Indeed, she could easily have said that it is more than just a ‘dining experience’. Prior to dinner, we were given a tour of the mansion and saw glimpses of the fine living of a bygone era. It was a peek into the glorious past of this historical city, to its halcyon days when it was aptly named ‘the Pearl of the Orient’.

I read that by the 1950s, Manila was the envy of all Asian cities. It was the top Asian city, combining elegance, excitement, and all the modernity of the day. The Philippine basketball team was featured among the top teams in the 1954 Olympics when most nations in Asia had not even heard of the Games itself.

Yes, then-Manila was the city to be emulated.

However, at dinner, even amid the grandeur of antique china, silverware, elegant table décor, attentive servers, and the aura of a gracious past, my mind kept on drifting back to the images of those poor kids with their doleful eyes staring at me from outside my car, of the traffic jam, and of the choking fumes from the exhaust of cars.

My host, Prof Alfonso, seemed to read my thoughts and said: “Yes, we are a city of a glorious past and uncertain future.”

When I came back, I felt so blessed to live in good old Kuching, with its leisurely pace and old-world charm.

However, that was about 10 years ago. Now, we begin to note that the dreaded ‘machet’ is slowly creeping in. We learn to avoid being on the road between 7.30am and 9.30am in the morning, and 5pm and 6.30pm in the evening.

Then there are also the dreaded hours around mid-day when the school morning session finishes and the afternoon classes are due to start. Between noon and 1.30pm, the roads in the vicinity of schools are transformed into car parks, with cars triple-parked along the roads.

Sitting in one of these mini ‘machet’, my mind drifted to my experience in Jakarta and Manila.

There is a saying: “The future is just a consequence of our present.”

I wonder if Manila and Jakarta are the future of Kuching. Dwelling on this depressing thought, I wrote a piece: “I have seen the future, and it sucks.”

I was on a tour in China earlier in the month and spent five days in Beijing. My experience with the traffic in that great city made me revise my harsh view.

When I first visited Beijing in the late 1980s, the city was swarmed with bicycles; there were very few cars on the road.
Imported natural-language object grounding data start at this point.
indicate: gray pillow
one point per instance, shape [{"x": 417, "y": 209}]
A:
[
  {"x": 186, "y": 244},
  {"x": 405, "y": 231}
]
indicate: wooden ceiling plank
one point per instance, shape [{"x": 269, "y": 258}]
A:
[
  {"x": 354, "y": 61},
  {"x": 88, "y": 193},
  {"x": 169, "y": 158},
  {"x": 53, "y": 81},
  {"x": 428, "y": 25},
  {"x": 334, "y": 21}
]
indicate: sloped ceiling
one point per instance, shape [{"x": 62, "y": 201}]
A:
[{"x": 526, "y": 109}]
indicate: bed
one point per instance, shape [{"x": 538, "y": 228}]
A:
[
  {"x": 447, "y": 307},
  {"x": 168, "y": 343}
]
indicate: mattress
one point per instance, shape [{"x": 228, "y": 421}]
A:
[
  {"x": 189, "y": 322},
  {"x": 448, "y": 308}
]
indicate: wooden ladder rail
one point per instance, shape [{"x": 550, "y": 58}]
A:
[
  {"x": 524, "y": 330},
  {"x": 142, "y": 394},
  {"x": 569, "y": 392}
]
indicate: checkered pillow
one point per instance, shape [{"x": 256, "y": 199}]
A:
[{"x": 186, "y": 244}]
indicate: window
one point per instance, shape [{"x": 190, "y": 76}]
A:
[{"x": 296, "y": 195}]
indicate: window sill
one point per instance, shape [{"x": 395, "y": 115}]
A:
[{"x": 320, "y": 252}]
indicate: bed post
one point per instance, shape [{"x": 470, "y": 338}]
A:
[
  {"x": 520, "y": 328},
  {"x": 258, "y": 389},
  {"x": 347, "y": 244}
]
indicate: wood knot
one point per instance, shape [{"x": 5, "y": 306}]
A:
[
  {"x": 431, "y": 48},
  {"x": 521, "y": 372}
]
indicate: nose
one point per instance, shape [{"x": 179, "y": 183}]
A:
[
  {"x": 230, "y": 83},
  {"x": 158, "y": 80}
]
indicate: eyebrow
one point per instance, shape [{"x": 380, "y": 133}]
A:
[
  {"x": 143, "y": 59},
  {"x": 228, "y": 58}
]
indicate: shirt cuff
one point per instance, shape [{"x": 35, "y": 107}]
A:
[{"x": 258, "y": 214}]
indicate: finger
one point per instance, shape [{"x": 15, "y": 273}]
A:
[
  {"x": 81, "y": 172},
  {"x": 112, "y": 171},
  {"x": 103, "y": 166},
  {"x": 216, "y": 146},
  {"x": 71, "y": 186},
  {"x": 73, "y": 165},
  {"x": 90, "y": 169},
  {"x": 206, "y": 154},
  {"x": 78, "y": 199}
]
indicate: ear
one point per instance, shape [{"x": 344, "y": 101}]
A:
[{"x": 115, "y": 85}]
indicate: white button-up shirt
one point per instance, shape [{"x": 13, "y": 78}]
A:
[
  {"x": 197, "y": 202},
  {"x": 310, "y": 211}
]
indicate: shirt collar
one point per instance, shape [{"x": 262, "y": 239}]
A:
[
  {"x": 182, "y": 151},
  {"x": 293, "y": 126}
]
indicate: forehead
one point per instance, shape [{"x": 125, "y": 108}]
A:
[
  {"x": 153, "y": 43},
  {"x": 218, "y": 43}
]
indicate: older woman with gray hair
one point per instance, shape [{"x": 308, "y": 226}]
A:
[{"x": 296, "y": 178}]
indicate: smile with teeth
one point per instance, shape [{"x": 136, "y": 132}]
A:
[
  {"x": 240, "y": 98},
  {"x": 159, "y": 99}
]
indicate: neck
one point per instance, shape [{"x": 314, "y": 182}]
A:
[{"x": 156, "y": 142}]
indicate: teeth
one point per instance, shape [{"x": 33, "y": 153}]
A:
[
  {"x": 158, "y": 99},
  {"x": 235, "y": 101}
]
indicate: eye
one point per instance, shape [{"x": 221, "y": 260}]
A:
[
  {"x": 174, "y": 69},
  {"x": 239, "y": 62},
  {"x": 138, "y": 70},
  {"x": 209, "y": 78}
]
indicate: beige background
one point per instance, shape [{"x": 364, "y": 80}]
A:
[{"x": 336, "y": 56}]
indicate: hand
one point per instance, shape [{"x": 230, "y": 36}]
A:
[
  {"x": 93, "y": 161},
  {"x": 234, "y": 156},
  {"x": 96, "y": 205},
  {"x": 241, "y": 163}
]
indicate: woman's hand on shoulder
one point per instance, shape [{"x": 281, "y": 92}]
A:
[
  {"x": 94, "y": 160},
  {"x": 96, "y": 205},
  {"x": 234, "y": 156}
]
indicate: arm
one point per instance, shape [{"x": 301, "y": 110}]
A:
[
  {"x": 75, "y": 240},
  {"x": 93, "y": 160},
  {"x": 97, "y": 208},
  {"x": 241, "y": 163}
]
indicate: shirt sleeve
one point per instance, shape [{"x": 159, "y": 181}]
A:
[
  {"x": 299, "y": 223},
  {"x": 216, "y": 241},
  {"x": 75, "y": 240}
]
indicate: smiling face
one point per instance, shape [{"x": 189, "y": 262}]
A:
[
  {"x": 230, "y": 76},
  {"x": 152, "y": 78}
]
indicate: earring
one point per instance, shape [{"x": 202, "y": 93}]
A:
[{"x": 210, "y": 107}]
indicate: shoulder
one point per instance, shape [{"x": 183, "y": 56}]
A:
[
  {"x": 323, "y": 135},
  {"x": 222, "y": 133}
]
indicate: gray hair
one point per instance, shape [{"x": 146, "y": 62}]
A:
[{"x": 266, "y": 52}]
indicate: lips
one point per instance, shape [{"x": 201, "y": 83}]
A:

It was rather chaotic, and I wondered what the traffic conditions would be as the Chinese became more affluent and could afford cars.

Well, they do manage rather nicely, I must say. For nearly a week, we were motoring around the city in our private van with no bother. And never once did I feel the need to destress myself by chanting ‘om’.

Firstly, the city’s arterial roads are very well-planned, with the main motorised vehicles section flanked by dedicated motorbike (mostly electric-driven) and bicycle routes and, besides that, a wide pedestrian sidewalk.

Secondly, they have a well-disciplined driving culture. In Kuching, we need to watch out for cars and motorbikes, weaving and switching lanes from left and right. In Beijing, errant drivers (and motorcyclists) are ticketed instantly by the traffic police stationed at every intersection.

There was a time when Beijing was billed as ‘a very polluted city’, because of the fumes from car exhausts. Photos of the city in a pall of toxic cloud were circulated liberally. During our long visits to the capital (my daughter was a student there in the early 2000s), we seldom saw the blue sky.

However, this last week, we saw nothing else but blue sky.

So, I would like to retract my earlier pessimistic statement, ‘I have seen the future, and it sucks’, after my dire experience in the two major Asian cities.

Kuching has a population of under one million, and Beijing has 20 million.

So, I want to say: “I have seen the future, and it can work.”